Warum ausgerechnet das rosafarbene Haus und seinen Bewohner nun ins Visier der Ermittler gerieten, auch darüber macht die Polizei bislang keine Angaben. Die Frankenpost berichtet, dass es offenbar bereits länger entsprechende Hinweise gegeben habe. Keine Bestätigung gab es zunächst dafür, dass bei Robert E. bereits kurz nach Peggys Verschwinden 2001 ein Kinderhemd gefunden worden sei, dass von dem verschwundenen Mädchen stammen könnte.

Robert E. - nicht zum ersten Mal im Visier der Ermittler

Bereits damals hatten Fahnder unter anderem auch das Haus und das Grundstück abgesucht, sagte ein Mitglied der damaligen Sonderkommission am Montag der SZ. Es hätten sich seinerzeit jedoch keine Hinweise auf den Verbleib von Peggy oder überhaupt ein Zusammenhang zu diesem Fall ergeben. Im Oktober 2007 wurde das Haus allerdings erneut durchsucht. Diese Razzia stand in Zusammenhang mit einem anderen Ermittlungsverfahren gegen den Bewohner.

Denn Robert E. ist nun nicht zum ersten Mal ins Visier der Ermittler geraten. Der Frührentner ist wegen sexuellem Missbrauch von Kindern vorbestraft. 2008 verurteilte ihn das Landgericht Hof zu einer dreijährigen Freiheitsstrafe. Er soll zwei Mädchen missbraucht haben, seine Enkelin und sein Patenkind. Die Taten sollen sich Anfang des Jahrzehntes zugetragen haben, also in etwa zu der zeit, in der Peggy Knobloch verschwand. Zudem sollen die missbrauchten Mädchen in etwa im Alter von Peggy gewesen sein. Eines der Mädchen soll sie aus der Schule gekannt haben. Robert E. bestritt jedoch, Peggy Knobloch überhaupt gekannt zu haben.

Auch Ulvi Kulac hatte Kinder sexuell missbraucht. Streng genommen sitzt er deshalb in der geschlossenen Psychiatrie in Bayreuth; seine lebenslange Strafe wegen Mord trat er formal nicht an. Am Ende des Indizienprozesses war das Landgericht Hof überzeugt, dass auch Peggy das Opfer seiner Übergriffe geworden war. Aus Angst, sie könnte ihn verraten, habe Kulac sie umgebracht, urteilten die Richter damals.
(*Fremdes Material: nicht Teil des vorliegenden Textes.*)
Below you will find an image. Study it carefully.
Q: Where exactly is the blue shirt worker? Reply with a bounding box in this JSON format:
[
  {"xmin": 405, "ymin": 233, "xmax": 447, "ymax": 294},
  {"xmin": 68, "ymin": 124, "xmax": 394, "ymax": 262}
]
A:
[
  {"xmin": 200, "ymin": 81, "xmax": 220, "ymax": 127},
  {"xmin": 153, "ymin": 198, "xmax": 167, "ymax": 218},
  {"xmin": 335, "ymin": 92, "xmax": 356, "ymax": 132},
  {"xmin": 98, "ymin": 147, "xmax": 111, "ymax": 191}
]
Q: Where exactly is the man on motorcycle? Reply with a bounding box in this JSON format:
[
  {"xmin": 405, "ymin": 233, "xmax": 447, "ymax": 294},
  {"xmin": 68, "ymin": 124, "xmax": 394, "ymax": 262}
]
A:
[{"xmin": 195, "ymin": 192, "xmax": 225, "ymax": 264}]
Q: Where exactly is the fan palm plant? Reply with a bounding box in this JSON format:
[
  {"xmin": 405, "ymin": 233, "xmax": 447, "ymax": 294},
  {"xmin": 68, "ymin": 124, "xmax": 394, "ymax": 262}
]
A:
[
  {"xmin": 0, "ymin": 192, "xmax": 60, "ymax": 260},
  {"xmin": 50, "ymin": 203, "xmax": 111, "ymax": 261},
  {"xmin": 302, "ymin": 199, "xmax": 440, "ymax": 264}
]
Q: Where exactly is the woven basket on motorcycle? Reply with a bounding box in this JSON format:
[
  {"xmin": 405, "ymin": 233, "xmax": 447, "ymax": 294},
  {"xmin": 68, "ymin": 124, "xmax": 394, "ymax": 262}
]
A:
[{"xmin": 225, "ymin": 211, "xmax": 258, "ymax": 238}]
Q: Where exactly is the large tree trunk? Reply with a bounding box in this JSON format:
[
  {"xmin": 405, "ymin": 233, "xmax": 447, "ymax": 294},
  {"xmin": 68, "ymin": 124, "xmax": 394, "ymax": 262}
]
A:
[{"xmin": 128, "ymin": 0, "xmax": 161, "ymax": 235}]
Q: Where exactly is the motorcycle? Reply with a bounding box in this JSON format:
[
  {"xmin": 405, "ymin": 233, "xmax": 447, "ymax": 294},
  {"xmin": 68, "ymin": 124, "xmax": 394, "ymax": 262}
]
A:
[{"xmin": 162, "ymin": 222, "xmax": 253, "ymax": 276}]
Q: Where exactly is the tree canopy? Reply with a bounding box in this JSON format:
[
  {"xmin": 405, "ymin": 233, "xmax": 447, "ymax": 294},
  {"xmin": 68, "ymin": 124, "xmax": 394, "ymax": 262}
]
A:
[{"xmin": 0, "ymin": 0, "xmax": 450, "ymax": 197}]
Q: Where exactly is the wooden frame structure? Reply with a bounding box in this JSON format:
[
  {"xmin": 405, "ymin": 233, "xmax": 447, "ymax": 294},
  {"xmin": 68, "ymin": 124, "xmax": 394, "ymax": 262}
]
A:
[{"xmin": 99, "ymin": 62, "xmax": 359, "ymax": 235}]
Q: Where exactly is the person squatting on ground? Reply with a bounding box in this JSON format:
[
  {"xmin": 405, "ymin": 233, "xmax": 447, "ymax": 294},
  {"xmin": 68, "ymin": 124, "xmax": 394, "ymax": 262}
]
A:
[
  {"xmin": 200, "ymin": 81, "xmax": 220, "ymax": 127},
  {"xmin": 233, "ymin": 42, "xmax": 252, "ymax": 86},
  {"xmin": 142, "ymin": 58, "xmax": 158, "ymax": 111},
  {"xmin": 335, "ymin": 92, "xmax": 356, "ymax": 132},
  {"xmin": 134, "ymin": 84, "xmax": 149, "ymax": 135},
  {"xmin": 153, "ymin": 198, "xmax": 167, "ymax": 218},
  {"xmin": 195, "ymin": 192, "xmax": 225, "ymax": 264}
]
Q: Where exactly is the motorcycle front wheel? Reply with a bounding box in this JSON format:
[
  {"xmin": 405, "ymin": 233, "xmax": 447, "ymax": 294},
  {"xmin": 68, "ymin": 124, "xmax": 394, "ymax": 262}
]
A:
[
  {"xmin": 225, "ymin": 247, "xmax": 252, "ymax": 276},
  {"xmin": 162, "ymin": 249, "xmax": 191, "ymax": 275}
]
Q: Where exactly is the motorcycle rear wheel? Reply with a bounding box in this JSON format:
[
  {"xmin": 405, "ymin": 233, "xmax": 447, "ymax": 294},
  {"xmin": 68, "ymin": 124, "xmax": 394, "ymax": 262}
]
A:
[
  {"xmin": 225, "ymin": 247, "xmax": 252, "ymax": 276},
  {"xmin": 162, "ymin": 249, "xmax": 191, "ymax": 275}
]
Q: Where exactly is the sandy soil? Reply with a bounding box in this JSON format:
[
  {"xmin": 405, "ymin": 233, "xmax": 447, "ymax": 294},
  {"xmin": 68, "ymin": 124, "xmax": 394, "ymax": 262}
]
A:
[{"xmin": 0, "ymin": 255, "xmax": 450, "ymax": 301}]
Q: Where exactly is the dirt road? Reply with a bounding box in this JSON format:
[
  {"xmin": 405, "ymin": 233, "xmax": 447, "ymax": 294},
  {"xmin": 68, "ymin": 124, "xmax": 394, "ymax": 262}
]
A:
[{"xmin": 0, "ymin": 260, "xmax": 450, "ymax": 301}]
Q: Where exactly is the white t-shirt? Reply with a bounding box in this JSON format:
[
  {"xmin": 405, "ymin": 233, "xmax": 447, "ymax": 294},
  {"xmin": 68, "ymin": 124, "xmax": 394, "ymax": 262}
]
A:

Der geistig behinderte Mann, dessen Verstand in Folge einer Krankheit auf dem Niveau eines Kindes stehen geblieben ist, hatte die Tat zunächst gegenüber der Polizei gestanden. Allerdings unter fragwürdigen Umständen: Sein Anwalt war bei der Vernehmung nicht zugegen und ein Tonbandmitschnitt existiert nicht. Später hat Kulac sein Geständnis widerrufen und erklärt, die Beamten hätten ihn unter Druck gesetzt.

Seit Jahren kämpft eine Initiative um Kulacs Betreuerin Gudrun Rödel um dessen Rehabilitation. Würde nun tatsächlich sterbliche Überreste von Peggy Knobloch gefunden, wäre die nächste Frage, wer den Leichnam des Kindes dort abgelegt hat. In jedem Fall aber würde die Argumentationskette des Landgerichts Hof zusammenbrechen.

Rödel sagte am Montag der SZ, es habe bereits im Missbrauchsprozess gegen Robert E. konkrete Hinweise auf eine mögliche Verwicklung zum Fall Peggy gegeben. Diese seien jedoch nicht mit dem nötigen Nachdruck verfolgt worden.